For the prospective data collection, each patient will have the 6 fields filled in at baseline and at each follow-up visit (for fields 2-6). Furthermore, the patient’s diagnosis will be reviewed during every visit, as to whether this is still a UCTD case, or whether this has changed diagnosis to SLE or any other autoimmune disease. A similar instrument will be used for the control group, that will include only the first 4 fields.



This observational study aims to compare the sensitivity and specificity of existing sets of SLE classification criteria (ACR 1987, SLICC 2012, EULAR/ACR 2018) against physician-based diagnosis, which will be our study’s gold standard for SLE diagnosis. Secondary endpoints will be to determine which – if any – of the classification criteria allow for the earlier classification/diagnosis of SLE patients, to test whether specific additions (e.g. Raynaud’s), amendments or combinations in the existing classification criteria can enhance their sensitivity in diagnosing SLE and to examine the outcome of SLE patients who are classified exclusively by either of the classification criteria with regards to organ damage accrual and disease severity.

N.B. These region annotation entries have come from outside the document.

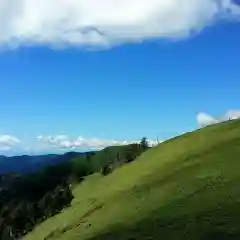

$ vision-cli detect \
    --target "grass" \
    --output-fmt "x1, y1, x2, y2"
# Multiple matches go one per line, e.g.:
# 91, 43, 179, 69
25, 121, 240, 240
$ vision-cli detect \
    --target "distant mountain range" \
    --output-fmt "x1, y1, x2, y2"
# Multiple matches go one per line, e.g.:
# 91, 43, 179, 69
0, 152, 86, 174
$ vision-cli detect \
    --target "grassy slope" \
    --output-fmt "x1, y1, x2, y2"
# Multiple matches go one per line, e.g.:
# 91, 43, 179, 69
25, 121, 240, 240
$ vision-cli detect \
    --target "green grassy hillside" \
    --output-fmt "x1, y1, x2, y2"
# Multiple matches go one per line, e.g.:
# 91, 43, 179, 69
25, 121, 240, 240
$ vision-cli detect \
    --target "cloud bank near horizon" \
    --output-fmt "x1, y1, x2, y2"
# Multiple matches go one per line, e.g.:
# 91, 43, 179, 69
0, 135, 20, 152
37, 135, 157, 150
197, 110, 240, 127
0, 0, 240, 48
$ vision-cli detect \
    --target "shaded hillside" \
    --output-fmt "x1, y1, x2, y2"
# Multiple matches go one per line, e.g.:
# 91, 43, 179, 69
0, 142, 147, 240
25, 121, 240, 240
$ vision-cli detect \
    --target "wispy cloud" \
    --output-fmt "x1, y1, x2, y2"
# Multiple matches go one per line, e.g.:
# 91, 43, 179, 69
197, 110, 240, 127
0, 135, 20, 152
0, 0, 240, 47
37, 135, 157, 149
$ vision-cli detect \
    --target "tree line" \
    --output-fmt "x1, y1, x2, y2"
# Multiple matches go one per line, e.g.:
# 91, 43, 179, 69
0, 138, 149, 240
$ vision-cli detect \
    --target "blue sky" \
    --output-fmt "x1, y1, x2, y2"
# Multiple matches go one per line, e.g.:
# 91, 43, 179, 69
0, 0, 240, 154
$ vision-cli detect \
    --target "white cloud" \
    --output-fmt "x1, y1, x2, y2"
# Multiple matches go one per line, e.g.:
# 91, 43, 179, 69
0, 0, 240, 47
197, 110, 240, 127
37, 135, 161, 149
0, 135, 20, 152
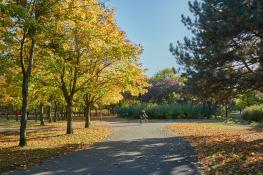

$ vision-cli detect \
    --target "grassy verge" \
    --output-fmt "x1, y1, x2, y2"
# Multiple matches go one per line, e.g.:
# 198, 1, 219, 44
0, 121, 111, 174
168, 122, 263, 175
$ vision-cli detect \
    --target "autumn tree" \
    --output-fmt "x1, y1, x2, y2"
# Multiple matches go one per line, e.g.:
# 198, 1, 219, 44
0, 0, 64, 146
171, 0, 263, 102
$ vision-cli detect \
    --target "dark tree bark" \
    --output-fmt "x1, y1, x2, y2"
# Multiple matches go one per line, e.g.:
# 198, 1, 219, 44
19, 38, 35, 147
66, 102, 73, 134
225, 103, 228, 118
6, 108, 9, 120
54, 102, 58, 122
84, 102, 91, 128
47, 106, 53, 123
34, 109, 38, 122
39, 104, 45, 126
19, 73, 29, 147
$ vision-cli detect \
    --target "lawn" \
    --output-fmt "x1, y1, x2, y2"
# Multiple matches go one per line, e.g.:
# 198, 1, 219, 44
0, 120, 111, 174
168, 122, 263, 175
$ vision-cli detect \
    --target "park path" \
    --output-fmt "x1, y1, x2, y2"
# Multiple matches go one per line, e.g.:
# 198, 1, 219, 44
10, 119, 202, 175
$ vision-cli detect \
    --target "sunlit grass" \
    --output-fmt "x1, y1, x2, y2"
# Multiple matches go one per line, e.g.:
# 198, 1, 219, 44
0, 121, 111, 172
168, 122, 263, 175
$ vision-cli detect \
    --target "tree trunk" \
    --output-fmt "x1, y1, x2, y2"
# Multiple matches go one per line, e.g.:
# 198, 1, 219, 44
6, 109, 9, 120
225, 103, 228, 118
39, 104, 45, 126
19, 37, 36, 147
84, 103, 91, 128
54, 103, 58, 122
66, 102, 73, 134
35, 109, 38, 122
19, 74, 29, 147
47, 106, 52, 123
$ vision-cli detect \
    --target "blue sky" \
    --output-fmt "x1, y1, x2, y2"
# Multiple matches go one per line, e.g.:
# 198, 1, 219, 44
109, 0, 194, 76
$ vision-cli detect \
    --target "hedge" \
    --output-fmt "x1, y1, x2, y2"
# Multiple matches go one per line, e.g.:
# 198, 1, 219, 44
115, 103, 212, 119
241, 104, 263, 122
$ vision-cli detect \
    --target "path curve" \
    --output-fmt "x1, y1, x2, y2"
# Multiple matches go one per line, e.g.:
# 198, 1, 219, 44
10, 119, 202, 175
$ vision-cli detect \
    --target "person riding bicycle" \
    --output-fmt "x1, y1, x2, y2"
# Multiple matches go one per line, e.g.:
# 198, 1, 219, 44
140, 110, 149, 123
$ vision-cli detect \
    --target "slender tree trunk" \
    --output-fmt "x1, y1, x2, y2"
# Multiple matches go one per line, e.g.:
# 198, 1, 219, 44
6, 109, 9, 120
225, 103, 228, 118
47, 106, 52, 123
66, 100, 73, 134
19, 37, 36, 147
54, 103, 58, 122
84, 103, 91, 128
39, 104, 45, 126
34, 109, 38, 122
19, 74, 29, 147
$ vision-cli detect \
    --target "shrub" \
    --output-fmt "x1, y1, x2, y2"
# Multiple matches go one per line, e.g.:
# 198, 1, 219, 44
241, 105, 263, 122
115, 103, 212, 119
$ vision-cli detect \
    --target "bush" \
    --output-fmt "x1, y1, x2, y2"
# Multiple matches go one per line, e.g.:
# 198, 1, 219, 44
241, 105, 263, 122
115, 103, 212, 119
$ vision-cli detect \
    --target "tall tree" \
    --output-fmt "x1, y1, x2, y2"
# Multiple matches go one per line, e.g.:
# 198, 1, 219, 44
171, 0, 263, 102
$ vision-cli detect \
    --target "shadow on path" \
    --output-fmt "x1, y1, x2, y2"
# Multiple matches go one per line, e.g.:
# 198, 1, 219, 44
10, 137, 201, 175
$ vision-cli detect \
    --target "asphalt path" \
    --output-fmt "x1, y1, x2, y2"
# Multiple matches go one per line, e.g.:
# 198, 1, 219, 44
9, 119, 202, 175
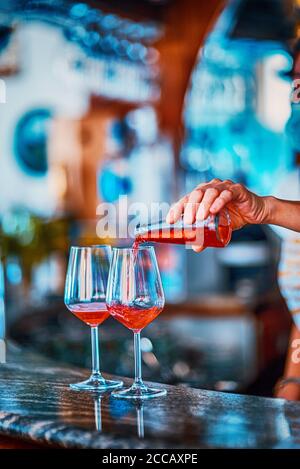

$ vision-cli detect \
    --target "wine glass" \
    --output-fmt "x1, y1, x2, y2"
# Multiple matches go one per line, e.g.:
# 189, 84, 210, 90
64, 245, 123, 391
106, 246, 166, 399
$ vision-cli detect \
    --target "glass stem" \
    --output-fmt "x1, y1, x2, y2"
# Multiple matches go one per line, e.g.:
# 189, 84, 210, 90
91, 327, 101, 376
134, 332, 143, 386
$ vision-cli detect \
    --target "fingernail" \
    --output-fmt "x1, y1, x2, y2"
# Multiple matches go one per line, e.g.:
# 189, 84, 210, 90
196, 205, 205, 220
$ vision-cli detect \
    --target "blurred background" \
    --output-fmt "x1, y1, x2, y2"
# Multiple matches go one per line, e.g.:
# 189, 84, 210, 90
0, 0, 300, 396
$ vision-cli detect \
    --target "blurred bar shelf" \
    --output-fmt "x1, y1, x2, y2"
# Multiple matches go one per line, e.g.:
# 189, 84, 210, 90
0, 343, 300, 449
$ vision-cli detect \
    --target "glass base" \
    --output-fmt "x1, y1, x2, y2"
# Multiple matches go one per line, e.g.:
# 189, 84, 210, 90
70, 375, 123, 392
111, 384, 167, 400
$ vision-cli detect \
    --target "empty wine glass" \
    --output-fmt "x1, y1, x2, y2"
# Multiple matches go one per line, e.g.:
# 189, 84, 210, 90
106, 246, 166, 399
64, 245, 123, 391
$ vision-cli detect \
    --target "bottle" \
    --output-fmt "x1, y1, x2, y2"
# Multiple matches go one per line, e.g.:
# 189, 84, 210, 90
134, 209, 232, 248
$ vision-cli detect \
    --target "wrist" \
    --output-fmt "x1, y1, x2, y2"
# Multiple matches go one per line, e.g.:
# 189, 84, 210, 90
261, 195, 278, 225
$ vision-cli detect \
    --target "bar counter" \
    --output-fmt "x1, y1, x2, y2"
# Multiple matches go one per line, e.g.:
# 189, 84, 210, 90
0, 343, 300, 449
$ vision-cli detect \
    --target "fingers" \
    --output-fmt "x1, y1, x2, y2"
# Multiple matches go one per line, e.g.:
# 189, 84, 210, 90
196, 187, 220, 220
210, 189, 233, 214
166, 194, 189, 224
183, 189, 204, 225
166, 179, 247, 225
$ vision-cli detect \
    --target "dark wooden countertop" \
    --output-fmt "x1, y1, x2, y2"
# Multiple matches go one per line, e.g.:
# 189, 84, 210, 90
0, 344, 300, 448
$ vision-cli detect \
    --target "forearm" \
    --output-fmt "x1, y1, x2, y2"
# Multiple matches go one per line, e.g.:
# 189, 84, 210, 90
264, 197, 300, 232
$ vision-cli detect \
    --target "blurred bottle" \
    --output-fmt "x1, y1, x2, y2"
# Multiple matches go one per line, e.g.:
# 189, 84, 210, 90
97, 121, 132, 202
127, 107, 175, 216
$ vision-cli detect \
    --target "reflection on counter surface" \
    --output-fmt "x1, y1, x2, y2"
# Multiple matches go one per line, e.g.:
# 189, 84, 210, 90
0, 346, 300, 449
0, 0, 300, 447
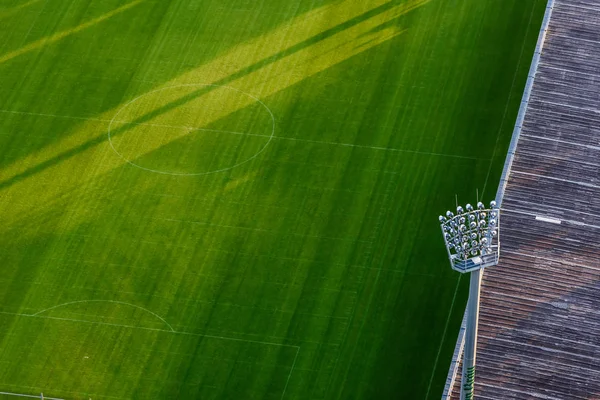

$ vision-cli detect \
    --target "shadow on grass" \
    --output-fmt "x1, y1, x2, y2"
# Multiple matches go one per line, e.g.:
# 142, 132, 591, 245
0, 1, 410, 190
0, 0, 333, 170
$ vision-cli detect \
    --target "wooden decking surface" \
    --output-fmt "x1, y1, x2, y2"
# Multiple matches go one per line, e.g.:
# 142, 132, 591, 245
452, 0, 600, 400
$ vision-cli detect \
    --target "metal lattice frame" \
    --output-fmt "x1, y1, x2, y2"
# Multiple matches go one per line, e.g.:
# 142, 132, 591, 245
439, 201, 500, 273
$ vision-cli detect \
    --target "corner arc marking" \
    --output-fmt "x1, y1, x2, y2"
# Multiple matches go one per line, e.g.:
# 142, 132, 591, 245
29, 300, 175, 332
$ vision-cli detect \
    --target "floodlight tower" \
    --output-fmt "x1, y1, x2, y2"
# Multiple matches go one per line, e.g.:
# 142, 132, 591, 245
439, 201, 500, 400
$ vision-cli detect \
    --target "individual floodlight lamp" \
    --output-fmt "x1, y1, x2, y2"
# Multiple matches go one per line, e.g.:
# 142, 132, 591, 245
439, 201, 500, 273
439, 201, 500, 400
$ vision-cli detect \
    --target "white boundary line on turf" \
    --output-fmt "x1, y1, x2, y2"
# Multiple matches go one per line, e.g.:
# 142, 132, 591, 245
0, 392, 65, 400
281, 347, 300, 400
0, 311, 300, 349
107, 83, 275, 176
30, 300, 175, 332
438, 0, 555, 400
0, 312, 300, 400
0, 110, 488, 161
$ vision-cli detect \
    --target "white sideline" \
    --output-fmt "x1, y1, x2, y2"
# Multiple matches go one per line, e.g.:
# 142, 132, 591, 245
0, 392, 64, 400
442, 0, 555, 400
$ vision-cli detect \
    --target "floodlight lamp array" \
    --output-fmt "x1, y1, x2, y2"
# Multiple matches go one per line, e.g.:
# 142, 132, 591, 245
439, 201, 500, 272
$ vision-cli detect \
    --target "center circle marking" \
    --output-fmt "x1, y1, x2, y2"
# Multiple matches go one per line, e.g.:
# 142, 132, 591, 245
108, 84, 275, 176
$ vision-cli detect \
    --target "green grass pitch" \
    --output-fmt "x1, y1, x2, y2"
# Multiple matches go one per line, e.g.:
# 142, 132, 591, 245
0, 0, 545, 400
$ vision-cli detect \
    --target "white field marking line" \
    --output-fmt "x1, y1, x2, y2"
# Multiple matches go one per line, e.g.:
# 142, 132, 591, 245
149, 217, 369, 243
281, 347, 300, 400
481, 0, 537, 197
107, 84, 275, 176
436, 0, 537, 399
425, 274, 463, 400
2, 384, 125, 400
0, 110, 491, 162
0, 311, 300, 348
0, 392, 65, 400
8, 278, 356, 322
513, 170, 600, 189
31, 300, 175, 332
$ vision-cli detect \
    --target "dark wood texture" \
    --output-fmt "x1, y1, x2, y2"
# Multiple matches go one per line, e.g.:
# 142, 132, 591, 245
452, 0, 600, 400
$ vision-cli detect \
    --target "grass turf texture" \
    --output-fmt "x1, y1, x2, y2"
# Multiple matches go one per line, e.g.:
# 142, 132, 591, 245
0, 0, 545, 400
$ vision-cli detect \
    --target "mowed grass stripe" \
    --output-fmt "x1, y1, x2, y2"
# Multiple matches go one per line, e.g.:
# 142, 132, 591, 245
0, 0, 541, 399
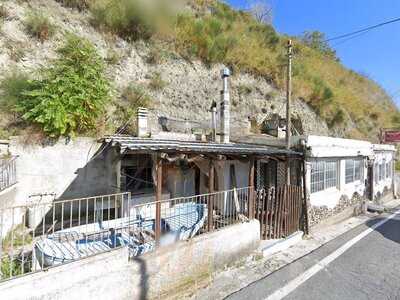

This will be the first study to include the application of the new criteria (EULAR/ACR 2018) to a group of SLE patients, as well as their comparison with the previous set of criteria. Determining the sensitivity and specificity of the new criteria for the classification / diagnosis of SLE patients will be important information both for the value of their application at the level of clinical studies and for their use in clinical practice as diagnostic criteria. As is well known, in order to use a set of criteria as a diagnostic in a disease with so much heterogeneity of manifestations and gravity, both its sensitivity and its specificity should approach 100%. Therefore, applying the new criteria to a well-defined patient cohort will bring interesting results for their future use in clinical practice.



The study has been approved by the Ethics Committee of the University Hospital of Heraklion, Crete, Greece.



This study was funded by Hellenic Society of Rheumatology & Professional Association of Rheumatologists (protocol number 644).


The authors declare no conflict of interest.